Composição com botões de rosa seca
Quadros com pigmentos de diferentes países
Paisagens constituídas a partir de ramos de trigos

Pavilhão da Romênia

Em uma expo de soluções high tech e obras que exploram a espacialidade, uma série de pinturas parece algo do passado, ‘out-of-date’. De fato, a pintura já foi muito explorada ao longo da história da arte e, por ser uma linguagem tradicionalmente estabelecida, é mais difícil de inovar nela. Não é de se surpreender, portanto, que as pinturas estão se ausentando das mostras de arte contemporânea, ou pelo menos, já não ocupam o papel central. Por isso mesmo, a atitude do pavilhão da Romênia consegue ser ao mesmo tempo corajosa e despretensiosa.

Pintura de Adrian Ghenie

O pavilhão reúne 20 quadros do artista Adrian Ghenie, que olha os desenhos e os estudos de Charles Darwin sobre um prisma considerando a história do século 20.  O resultado é uma coleção bela e contundente, retratando figuras históricas marcantes (como Hitler, Lenin, van gogh…), protagonistas e anti-heróis num contexto abstrato e distorcido.

Bônus:

Pavilhão Finlandês

Construído em 1956, o pavilhão finlandês foi idealizado como uma estrutura temporária só para a exposição daquele ano.  O pavilhão permanece desde então. Projetado por Alvar Aalto, o pavilhão é composto por uma estrutura de madeira e foi inteiramente confeccionado na Finlândia.

Pavilhão de Israel

Tsibi Geva faz uma intervenção que explora um tema recorrente de sua obra – a ideia do lar, do corpo e do cotidiano.  Sob o tema ‘arqueologia do presente’, o artista utiliza objetos do cotidiano e faz uma intervenção que vai além dos limites físicos do pavilhão israelense.  Ele cobriu as fachadas com pneus de borracha, e no interior cobriu as paredes com elementos que vão desde eletro-domésticos e esquadrias a caixas de papelão.  Além dessa composição, há também pinturas.

Pavilhão Húngaro

A mostra “Sustainable Identities” de Szilárd Cseke traz uma instalação que ocupa todo o teto do pavilhão.  O visitante passa por baixo de uma estrutura de tubos de PVC com esferas internas que ficam se locomovendo a partir de ventiladores.  O movimento dessas bolas representa a transitoriedade das coisas e o movimento das pessoas.  Um assunto pertinente sobretudo nesse momento de discussão política acerca da imigração.

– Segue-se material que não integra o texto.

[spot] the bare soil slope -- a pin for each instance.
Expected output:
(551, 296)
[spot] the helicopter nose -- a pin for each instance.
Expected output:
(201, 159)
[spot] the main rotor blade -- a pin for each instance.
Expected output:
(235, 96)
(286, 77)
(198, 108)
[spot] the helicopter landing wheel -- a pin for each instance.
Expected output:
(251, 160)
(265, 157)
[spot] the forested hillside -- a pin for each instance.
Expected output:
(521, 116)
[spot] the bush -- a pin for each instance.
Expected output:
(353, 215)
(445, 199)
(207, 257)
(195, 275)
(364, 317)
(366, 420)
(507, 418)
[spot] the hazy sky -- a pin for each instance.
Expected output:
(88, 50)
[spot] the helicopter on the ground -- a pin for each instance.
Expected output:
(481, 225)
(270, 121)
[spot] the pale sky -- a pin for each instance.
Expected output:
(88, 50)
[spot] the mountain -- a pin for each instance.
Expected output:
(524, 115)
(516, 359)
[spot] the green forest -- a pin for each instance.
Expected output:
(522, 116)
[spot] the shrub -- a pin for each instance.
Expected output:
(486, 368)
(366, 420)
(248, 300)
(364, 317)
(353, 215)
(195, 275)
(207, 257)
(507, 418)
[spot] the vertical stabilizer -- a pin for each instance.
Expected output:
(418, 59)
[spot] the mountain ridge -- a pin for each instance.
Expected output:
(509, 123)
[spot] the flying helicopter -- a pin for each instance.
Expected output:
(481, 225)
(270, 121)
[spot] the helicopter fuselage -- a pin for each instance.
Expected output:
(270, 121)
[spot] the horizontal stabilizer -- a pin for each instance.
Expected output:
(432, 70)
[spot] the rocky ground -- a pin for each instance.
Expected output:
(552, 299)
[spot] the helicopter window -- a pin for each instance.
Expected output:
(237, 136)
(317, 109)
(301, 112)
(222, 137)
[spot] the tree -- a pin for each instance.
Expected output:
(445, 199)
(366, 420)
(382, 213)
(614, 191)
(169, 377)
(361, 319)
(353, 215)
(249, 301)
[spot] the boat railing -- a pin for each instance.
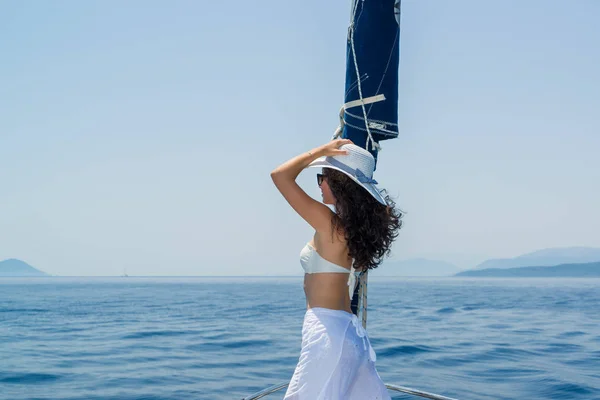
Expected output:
(395, 388)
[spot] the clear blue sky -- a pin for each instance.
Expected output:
(141, 136)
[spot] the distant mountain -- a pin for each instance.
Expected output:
(13, 267)
(419, 267)
(546, 258)
(586, 270)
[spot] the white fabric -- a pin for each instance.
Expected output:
(337, 361)
(358, 164)
(313, 263)
(368, 100)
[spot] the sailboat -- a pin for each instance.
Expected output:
(369, 114)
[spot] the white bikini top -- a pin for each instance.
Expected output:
(313, 263)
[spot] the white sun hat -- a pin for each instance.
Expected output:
(358, 164)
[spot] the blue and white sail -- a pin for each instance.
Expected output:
(370, 111)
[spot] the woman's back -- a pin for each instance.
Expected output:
(328, 289)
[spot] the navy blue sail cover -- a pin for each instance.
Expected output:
(375, 30)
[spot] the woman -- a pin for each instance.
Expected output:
(337, 361)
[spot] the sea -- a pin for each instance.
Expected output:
(149, 338)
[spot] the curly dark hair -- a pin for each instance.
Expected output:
(369, 227)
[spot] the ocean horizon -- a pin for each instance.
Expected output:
(228, 337)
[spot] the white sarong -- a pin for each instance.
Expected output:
(337, 361)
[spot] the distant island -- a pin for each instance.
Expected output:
(585, 270)
(13, 267)
(546, 258)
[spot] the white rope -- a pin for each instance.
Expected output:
(375, 145)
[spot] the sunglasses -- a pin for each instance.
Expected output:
(320, 178)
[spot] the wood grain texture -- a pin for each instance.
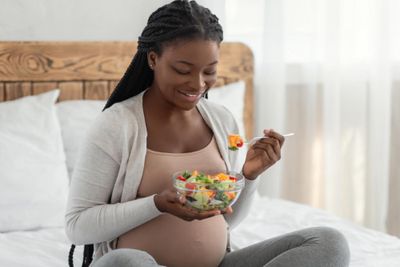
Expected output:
(41, 87)
(2, 92)
(96, 90)
(70, 90)
(64, 61)
(91, 70)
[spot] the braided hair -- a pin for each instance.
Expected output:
(177, 20)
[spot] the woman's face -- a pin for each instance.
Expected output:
(185, 71)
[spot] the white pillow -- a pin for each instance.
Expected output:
(75, 118)
(34, 182)
(232, 97)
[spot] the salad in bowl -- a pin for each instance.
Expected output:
(205, 192)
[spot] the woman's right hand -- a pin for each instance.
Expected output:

A Bienal de Arte de Veneza é uma excelente oportunidade para se familiarizar com obras de artistas de outros países que não conhecemos, muitos dos quais que já obtiveram algum reconhecimento nos seus países, mas nem sempre adquiriram status de reconhecimento internacional. A mostra segue em Veneza até o dia 22 de Novembro.